Digital Storage at Home: Why should anyone care?

Over the past five years, my storage needs have grown at a faster rate in comparison to all other technological needs (computers, gaming, consoles, phones, laptops, etc.). At first, I didn’t realize just how large applications and games had become just to install. I didn’t even take in updates and patches for consideration to the overall size. Add that with ISO (CD/DVD) images, installation executables, pictures, music and video files I had kept; my storage capacity slowly began to vanish.
It wasn’t until I considered not only software had grown substantially, but the number of devices that can capture video or images has exploded via phones and tablets. All these generators of media are prominently in everyday life. Five years ago, mobile phones did not all have cameras but today all mobile phones have a camera. It stands to reason that the opportunity to capture images or any information is growing faster than the storage that contains it.
So with this proliferation of devices in everyday life, the need for central storage becomes apparent to those when free storage space on whatever device has become practically non-existent. Digital storage is treated like most of life’s amenities: you use it with no regard to it’s finite and fragile nature until something goes wrong.
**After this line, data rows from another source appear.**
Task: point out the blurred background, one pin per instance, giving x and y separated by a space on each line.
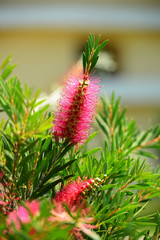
46 39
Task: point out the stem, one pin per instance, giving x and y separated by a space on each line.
16 159
85 77
31 180
14 171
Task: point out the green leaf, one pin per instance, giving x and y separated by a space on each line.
84 62
97 41
93 64
103 45
87 52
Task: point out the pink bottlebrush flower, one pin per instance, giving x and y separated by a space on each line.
33 207
76 108
73 193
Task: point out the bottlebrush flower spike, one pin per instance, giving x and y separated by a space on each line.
76 109
79 97
73 193
78 218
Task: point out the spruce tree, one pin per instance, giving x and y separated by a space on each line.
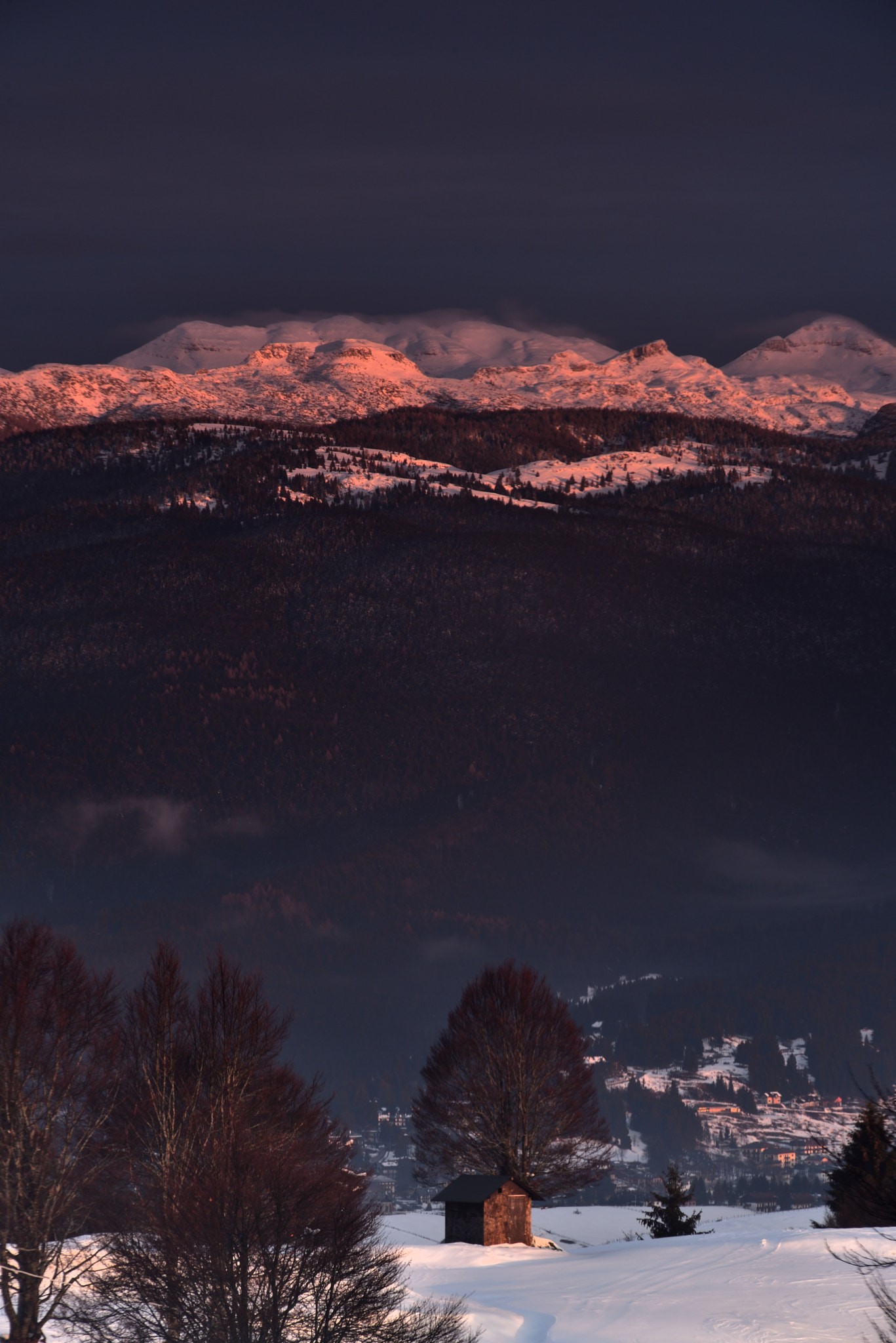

What do people need with all this storage? Well, frankly, anything we want. Storage is a luxury and a necessity. Right now, for most people, I’d argue storage seems more of a luxury, but I’d bet within the coming decade, that luxury will turn into dire necessity. Currently, free social services like Facebook, Google+ are mitigating the storage nightmare to come, but sooner or later, between the harsh bandwidth caps of Internet Service Providers (ISPs) and privacy rights or lack thereof, people unknowingly want larger local storage.